Eczema is a condition in which the skin becomes inflamed or irritated and is marked by redness, itchiness and dry, cracked skin. The exact cause of eczema is unknown, but it’s thought to be linked to an overactive response by the body’s immune system to allergens and irritants, similar to other allergic diseases such as asthma and food allergy. Eczema is more common in children than adults, since it sometimes resolves with age. About 10.7 percent of U.S. children and 3 percent of adults are estimated to be affected.
Kawakami says this finding is a continuation of his nearly 10-year effort to pinpoint the cascade of key cellular actions involved in eczema. Initially working in mice, his latest study enabled human confirmation of his key findings. “We now know that, in eczema, the mechanisms we found in mice are also operative in human disease,” says Kawakami. Along with showing that mast cells and STAT5 drive the eczema process in humans, this study also found an enzyme — Phospholipase C-beta3 (PLC-β3) – that can block the activation. PLC-β3 has a calming effort on STAT5 and can prevent it from driving up the mast cell numbers, explains Kawakami. “The mast cell numbers are inversely correlated with PLC-β3 levels,” he says. “The more PLC-β3, the fewer the mast cells.”

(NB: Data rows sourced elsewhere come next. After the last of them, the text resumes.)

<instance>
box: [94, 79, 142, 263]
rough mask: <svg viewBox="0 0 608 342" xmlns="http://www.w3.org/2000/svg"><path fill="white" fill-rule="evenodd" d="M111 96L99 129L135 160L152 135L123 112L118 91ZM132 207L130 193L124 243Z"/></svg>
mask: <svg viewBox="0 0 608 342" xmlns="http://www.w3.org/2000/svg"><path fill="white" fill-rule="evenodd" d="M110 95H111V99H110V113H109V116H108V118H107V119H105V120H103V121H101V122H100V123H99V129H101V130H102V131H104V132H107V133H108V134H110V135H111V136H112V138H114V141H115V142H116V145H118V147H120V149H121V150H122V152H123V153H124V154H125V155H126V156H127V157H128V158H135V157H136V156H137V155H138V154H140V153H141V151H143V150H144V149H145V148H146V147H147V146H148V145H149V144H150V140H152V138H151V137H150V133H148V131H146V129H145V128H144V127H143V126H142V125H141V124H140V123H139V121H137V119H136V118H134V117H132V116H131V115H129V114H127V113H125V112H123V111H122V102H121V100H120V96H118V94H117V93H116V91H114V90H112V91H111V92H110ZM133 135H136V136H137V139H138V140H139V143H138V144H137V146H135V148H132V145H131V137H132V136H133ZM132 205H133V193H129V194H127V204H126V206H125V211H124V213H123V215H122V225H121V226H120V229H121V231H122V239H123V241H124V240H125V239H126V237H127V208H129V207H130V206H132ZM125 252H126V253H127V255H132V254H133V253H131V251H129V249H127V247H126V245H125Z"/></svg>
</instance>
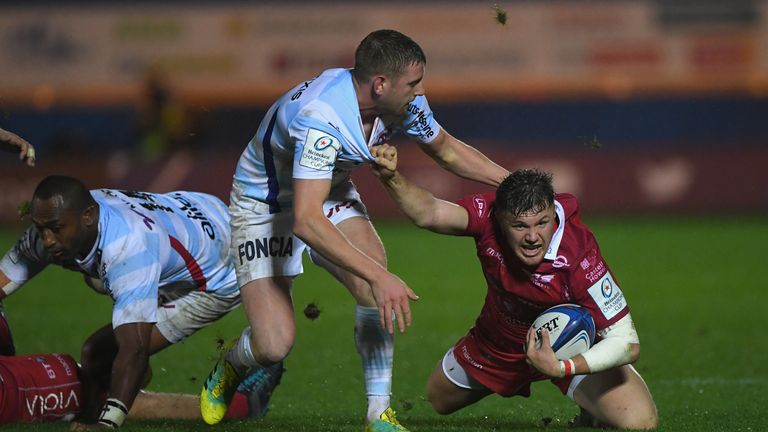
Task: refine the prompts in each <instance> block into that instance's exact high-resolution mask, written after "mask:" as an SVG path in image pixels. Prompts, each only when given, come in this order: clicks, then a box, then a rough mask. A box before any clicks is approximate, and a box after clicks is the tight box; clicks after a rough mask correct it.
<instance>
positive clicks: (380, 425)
mask: <svg viewBox="0 0 768 432" xmlns="http://www.w3.org/2000/svg"><path fill="white" fill-rule="evenodd" d="M365 432H409V431H408V429H406V428H405V427H404V426H403V425H401V424H400V422H399V421H397V417H396V416H395V410H393V409H392V408H387V409H386V410H384V412H383V413H381V415H380V416H379V418H378V419H376V420H374V421H373V423H370V424H368V425H366V426H365Z"/></svg>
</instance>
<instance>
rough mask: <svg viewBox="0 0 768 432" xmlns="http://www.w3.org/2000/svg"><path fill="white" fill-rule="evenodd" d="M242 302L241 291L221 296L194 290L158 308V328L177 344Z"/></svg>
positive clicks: (204, 326)
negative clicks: (197, 330) (240, 291)
mask: <svg viewBox="0 0 768 432" xmlns="http://www.w3.org/2000/svg"><path fill="white" fill-rule="evenodd" d="M239 304H240V292H239V291H235V292H234V293H232V294H229V295H225V296H222V295H218V294H214V293H208V292H203V291H196V290H195V291H190V292H188V293H187V294H185V295H183V296H181V297H178V298H175V299H173V300H169V301H166V302H164V303H161V304H159V305H158V307H157V324H156V325H157V329H158V330H159V331H160V334H162V335H163V337H165V338H166V339H168V341H169V342H171V343H177V342H179V341H181V340H182V339H184V338H186V337H187V336H189V335H191V334H192V333H194V332H196V331H197V330H200V329H201V328H203V327H205V326H207V325H209V324H211V323H213V322H214V321H216V320H218V319H219V318H221V317H223V316H224V315H226V314H227V313H228V312H229V311H231V310H232V309H234V308H236V307H237V305H239Z"/></svg>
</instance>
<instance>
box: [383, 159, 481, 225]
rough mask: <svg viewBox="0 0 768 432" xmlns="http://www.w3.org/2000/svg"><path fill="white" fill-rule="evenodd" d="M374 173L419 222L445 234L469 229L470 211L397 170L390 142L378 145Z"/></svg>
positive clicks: (415, 223) (404, 206) (409, 212)
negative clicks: (425, 189)
mask: <svg viewBox="0 0 768 432" xmlns="http://www.w3.org/2000/svg"><path fill="white" fill-rule="evenodd" d="M371 154H372V155H373V156H374V157H375V158H376V163H375V164H374V165H373V166H372V168H373V172H374V175H376V176H377V177H378V178H379V180H381V182H382V184H383V185H384V188H385V189H386V190H387V193H389V195H390V196H391V197H392V199H393V200H394V201H395V203H396V204H397V206H398V207H399V208H400V210H402V211H403V213H405V215H406V216H408V218H410V219H411V220H412V221H413V222H414V223H415V224H416V225H417V226H419V227H421V228H426V229H428V230H430V231H434V232H437V233H441V234H451V235H461V234H463V233H464V232H465V231H466V229H467V223H469V216H468V215H467V211H466V210H465V209H464V208H463V207H461V206H458V205H456V204H454V203H451V202H448V201H444V200H441V199H438V198H435V196H434V195H432V194H431V193H430V192H429V191H427V190H425V189H422V188H420V187H418V186H416V185H415V184H413V183H411V182H410V181H409V180H408V179H407V178H405V176H403V175H402V174H400V172H398V171H397V150H396V149H395V147H392V146H390V145H388V144H383V145H379V146H375V147H373V148H372V149H371Z"/></svg>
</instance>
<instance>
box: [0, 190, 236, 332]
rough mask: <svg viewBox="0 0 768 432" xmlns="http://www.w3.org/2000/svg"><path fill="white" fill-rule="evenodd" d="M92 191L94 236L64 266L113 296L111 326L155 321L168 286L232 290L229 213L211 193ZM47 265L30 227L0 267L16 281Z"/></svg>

Mast cells have long been known to be central players in causing allergies. However, until recently, their role in eczema was strongly suspected, but not clear. In July of 2013, Kawakami published a study demonstrating the mast cell’s importance in mouse models of eczema, followed by his current paper showing it in human skin samples.
His paper also included a genetic analysis, which showed that the four genes involved in mouse atopic dermatitis, including the genes for STAT5 and PLC-β3, are also contributors to human atopic dermatitis.
Other researchers in a multinational team contributed to this study, including those from Johns Hopkins University; University of California San Diego; National Research Institute for Child Health and Development (Tokyo); RIKEN Center for Integrative Medical Sciences (IMS-RCAI); Saga Medical University; Brigham and Women’s Hospital, and University of Technology Dresden.